A equipe de Direito Público do Bocater, Camargo, Costa e Silva e Rodrigues Advogados continuará acompanhando os desdobramentos do tema e se coloca à disposição para esclarecimentos adicionais.
[1] Vide Mandados de Segurança n° 32201/DF, 35.940/DF, 35.512-AgR, 35.294/DF, 34.256/DF, 34.705/DF, 35.536, 35.815/DF, 35.940/DF, 35.971/DF, 37.173/DF, 36.799/DF 32.201/DF, 36.067/DF, MS 35.294/DF, 35.208/DF, 37.519/DF, 36.054/DF, 36.067/DF, 37.089/DF, 37.423/DF, 35.530/DF, 36.800/DF, 36.668/DF e 37.292/DF.
[2] “EMENTA: CONSTITUCIONAL E ADMINISTRATIVO. REPERCUSSÃO GERAL. EXECUÇÃO FUNDADA EM ACÓRDÃO PROFERIDO PELO TRIBUNAL DE CONTAS DA UNIÃO. PRETENSÃO DE RESSARCIMENTO AO ERÁRIO. ART. 37, § 5º, DA CONSTITUIÇÃO FEDERAL. PRESCRITIBILIDADE. 1. A regra de prescritibilidade no Direito brasileiro é exigência dos princípios da segurança jurídica e do devido processo legal, o qual, em seu sentido material, deve garantir efetiva e real proteção contra o exercício do arbítrio, com a imposição de restrições substanciais ao poder do Estado em relação à liberdade e à propriedade individuais, entre as quais a impossibilidade de permanência infinita do poder persecutório do Estado. 2. Analisando detalhadamente o tema da “prescritibilidade de ações de ressarcimento”, este SUPREMO TRIBUNAL FEDERAL concluiu que, somente são imprescritíveis as ações de ressarcimento ao erário fundadas na prática de ato de improbidade administrativa doloso tipificado na Lei de Improbidade Administrativa – Lei 8.429/1992 (TEMA 897).

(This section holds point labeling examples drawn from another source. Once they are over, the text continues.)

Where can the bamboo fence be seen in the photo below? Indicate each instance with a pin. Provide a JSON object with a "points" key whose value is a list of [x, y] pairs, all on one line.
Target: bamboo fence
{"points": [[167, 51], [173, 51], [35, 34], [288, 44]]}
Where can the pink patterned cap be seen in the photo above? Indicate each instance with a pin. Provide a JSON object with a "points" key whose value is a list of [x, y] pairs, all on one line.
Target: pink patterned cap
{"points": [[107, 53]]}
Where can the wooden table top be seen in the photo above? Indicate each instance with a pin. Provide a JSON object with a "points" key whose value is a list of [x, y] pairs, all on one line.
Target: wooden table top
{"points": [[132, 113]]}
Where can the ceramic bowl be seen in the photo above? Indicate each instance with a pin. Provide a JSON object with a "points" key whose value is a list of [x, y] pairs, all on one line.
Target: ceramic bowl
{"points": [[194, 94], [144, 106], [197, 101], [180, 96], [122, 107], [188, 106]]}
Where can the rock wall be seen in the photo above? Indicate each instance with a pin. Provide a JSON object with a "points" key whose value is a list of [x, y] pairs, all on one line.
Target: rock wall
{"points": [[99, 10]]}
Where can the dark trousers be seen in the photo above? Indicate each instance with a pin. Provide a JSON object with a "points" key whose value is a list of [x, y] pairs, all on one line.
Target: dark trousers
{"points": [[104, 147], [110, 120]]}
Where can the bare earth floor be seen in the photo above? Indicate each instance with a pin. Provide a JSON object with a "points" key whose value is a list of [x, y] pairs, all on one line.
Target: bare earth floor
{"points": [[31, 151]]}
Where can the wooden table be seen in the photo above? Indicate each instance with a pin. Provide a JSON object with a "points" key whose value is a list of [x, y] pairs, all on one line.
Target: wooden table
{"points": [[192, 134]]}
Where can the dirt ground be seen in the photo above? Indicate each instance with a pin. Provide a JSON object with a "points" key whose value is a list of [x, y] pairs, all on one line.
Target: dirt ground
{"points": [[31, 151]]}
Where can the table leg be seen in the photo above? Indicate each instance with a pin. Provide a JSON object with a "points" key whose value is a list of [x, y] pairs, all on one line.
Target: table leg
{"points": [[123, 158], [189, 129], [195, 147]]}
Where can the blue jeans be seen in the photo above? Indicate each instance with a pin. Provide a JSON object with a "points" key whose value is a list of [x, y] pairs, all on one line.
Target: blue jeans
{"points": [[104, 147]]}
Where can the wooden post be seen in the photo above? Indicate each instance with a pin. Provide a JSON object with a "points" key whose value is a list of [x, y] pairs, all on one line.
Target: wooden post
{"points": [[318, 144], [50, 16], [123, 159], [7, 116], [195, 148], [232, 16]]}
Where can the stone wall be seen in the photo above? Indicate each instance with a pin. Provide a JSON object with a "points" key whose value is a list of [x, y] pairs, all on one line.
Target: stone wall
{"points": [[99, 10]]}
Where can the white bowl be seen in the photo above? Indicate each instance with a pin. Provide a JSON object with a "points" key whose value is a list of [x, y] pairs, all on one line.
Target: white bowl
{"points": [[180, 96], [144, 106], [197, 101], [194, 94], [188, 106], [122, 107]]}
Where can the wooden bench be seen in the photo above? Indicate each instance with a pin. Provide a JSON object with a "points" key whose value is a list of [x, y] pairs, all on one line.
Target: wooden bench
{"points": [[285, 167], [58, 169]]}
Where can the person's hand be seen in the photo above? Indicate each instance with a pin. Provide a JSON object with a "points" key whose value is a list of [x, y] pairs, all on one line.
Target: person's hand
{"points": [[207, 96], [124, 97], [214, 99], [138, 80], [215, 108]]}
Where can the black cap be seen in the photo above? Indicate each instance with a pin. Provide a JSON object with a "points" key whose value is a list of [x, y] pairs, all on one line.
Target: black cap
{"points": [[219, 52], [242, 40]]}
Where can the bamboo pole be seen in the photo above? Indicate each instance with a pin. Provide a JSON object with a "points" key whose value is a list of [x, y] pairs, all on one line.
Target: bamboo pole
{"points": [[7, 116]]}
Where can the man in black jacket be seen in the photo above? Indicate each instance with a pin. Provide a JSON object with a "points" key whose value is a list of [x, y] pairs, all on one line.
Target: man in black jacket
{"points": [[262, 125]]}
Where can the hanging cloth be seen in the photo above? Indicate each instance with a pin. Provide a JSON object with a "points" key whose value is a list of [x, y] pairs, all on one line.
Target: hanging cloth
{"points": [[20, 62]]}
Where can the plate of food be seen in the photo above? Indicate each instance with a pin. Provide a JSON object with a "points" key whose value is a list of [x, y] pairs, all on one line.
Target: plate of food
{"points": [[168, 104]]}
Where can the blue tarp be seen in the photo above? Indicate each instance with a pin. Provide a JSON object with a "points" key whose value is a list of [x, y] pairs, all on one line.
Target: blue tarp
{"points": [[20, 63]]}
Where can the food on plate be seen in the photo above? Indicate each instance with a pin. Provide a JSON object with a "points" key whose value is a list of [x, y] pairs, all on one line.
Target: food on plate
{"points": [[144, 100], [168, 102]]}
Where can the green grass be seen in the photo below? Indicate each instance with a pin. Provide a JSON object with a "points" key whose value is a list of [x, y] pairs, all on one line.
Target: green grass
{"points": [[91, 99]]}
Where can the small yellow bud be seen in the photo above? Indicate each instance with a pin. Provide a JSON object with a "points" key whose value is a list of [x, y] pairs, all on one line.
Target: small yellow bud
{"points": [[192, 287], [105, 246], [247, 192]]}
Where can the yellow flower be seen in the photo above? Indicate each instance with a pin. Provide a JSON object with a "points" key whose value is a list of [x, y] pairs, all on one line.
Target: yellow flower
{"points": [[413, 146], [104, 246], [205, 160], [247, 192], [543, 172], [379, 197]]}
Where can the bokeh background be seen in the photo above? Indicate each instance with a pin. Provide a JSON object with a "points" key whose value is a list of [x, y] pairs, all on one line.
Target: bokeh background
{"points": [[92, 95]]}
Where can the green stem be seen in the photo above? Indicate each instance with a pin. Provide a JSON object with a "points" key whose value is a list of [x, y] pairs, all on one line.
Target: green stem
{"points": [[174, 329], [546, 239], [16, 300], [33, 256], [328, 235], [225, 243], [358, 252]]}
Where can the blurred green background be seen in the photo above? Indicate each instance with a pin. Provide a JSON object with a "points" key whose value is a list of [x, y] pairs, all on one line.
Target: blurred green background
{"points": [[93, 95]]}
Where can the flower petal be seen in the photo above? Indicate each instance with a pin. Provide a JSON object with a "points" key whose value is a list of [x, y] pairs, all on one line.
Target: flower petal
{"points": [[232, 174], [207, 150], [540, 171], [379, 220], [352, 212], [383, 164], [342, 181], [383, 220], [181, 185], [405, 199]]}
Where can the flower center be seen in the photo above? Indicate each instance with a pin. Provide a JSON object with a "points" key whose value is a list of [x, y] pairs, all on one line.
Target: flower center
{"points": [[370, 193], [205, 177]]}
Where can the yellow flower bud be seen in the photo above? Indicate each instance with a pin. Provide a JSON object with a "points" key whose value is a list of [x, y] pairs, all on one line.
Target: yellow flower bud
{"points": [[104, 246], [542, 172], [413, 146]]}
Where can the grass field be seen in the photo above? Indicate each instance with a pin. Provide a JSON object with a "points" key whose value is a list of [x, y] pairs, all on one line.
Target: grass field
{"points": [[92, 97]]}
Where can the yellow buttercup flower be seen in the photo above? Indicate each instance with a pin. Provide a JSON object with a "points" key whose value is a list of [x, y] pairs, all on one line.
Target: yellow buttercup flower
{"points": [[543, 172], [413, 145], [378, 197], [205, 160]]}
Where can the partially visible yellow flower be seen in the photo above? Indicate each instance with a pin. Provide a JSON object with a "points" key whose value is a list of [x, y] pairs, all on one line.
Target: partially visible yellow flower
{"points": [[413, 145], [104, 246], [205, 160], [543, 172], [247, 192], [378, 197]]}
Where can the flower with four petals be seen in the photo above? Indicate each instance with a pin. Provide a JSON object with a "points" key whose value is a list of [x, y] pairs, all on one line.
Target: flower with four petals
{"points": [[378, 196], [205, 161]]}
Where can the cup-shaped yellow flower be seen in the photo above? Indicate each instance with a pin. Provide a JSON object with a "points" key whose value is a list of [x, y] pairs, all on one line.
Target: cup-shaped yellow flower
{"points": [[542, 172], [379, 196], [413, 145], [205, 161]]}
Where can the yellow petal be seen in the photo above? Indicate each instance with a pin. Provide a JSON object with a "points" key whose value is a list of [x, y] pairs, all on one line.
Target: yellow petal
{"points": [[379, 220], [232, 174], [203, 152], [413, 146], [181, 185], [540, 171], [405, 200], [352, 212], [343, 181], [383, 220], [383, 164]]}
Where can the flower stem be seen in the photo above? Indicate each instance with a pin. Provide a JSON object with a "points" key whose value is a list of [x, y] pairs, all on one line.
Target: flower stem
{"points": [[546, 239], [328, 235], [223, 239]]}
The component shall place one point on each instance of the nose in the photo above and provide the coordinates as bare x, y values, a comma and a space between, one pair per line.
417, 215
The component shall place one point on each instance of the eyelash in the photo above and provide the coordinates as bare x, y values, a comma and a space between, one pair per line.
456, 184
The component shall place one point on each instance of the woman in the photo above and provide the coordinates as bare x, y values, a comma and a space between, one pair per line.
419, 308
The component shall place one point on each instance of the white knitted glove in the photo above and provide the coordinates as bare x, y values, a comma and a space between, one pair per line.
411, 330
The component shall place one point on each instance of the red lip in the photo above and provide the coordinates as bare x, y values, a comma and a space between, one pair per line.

Em relação a todos os demais atos ilícitos, inclusive àqueles atentatórios à probidade da administração não dolosos e aos anteriores à edição da Lei 8.429/1992, aplica-se o TEMA 666, sendo prescritível a ação de reparação de danos à Fazenda Pública. 3. A excepcionalidade reconhecida pela maioria do SUPREMO TRIBUNAL FEDERAL no TEMA 897, portanto, não se encontra presente no caso em análise, uma vez que, no processo de tomada de contas, o TCU não julga pessoas, não perquirindo a existência de dolo decorrente de ato de improbidade administrativa, mas, especificamente, realiza o julgamento técnico das contas à partir da reunião dos elementos objeto da fiscalização e apurada a ocorrência de irregularidade de que resulte dano ao erário, proferindo o acórdão em que se imputa o débito ao responsável, para fins de se obter o respectivo ressarcimento. 4. A pretensão de ressarcimento ao erário em face de agentes públicos reconhecida em acórdão de Tribunal de Contas prescreve na forma da Lei 6.830/1980 (Lei de Execução Fiscal). 5. Recurso Extraordinário DESPROVIDO, mantendo-se a extinção do processo pelo reconhecimento da prescrição. Fixação da seguinte tese para o TEMA 899: “É prescritível a pretensão de ressarcimento ao erário fundada em decisão de Tribunal de Contas. (RE 636.886/AL, Rel. Min. Alexandre de Moraes, DJe 24.06.2020.)